When the Tower, the café at Tisch Library on the Medford–Somerville campus, opened last October, James Glaser, dean of Undergraduate Education, was more than a little eager to see it succeed. The café grew out of recommendations from the president’s Task Force on the Undergraduate Experience on which Glaser served. It was created to help address a need for more places for students to come together informally with friends and faculty.
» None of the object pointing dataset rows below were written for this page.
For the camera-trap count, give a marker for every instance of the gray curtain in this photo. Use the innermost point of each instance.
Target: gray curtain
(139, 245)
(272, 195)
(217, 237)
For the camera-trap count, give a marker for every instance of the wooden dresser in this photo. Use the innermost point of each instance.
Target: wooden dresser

Tufts thought placing the café in a central location—in the Dranetz Tower on the first floor of the library—would be a good place to start. They hoped to set a casual but upscale tone with the décor and the menu, edibles ranging from sandwiches and yogurt to a variety of teas and coffees. Glaser said he’s “thrilled” by the first assessment of the new café. “The numbers are stunning” he said. There were almost 84,000 transactions in the café over the school year and traffic into Tisch Library increased by almost 40,000.” In particular, he’s pleased to report that students are taking advantage of the incentive for more faculty-student interaction; the dean’s SPIRIT Fund picks up the cost of every beverage consumed by students and faculty who meet together in the café. As an added bonus, Glaser also said the corridor to the café has been transformed by artwork, including four exhibits of student artists in the Tower Gallery. The faculty publication display also had a continual turnover of books and articles. “Faculty are very happy that there is now a prominent display place on campus to recognize scholarship,” he added. “So this really has become a place to celebrate student and faculty accomplishments.”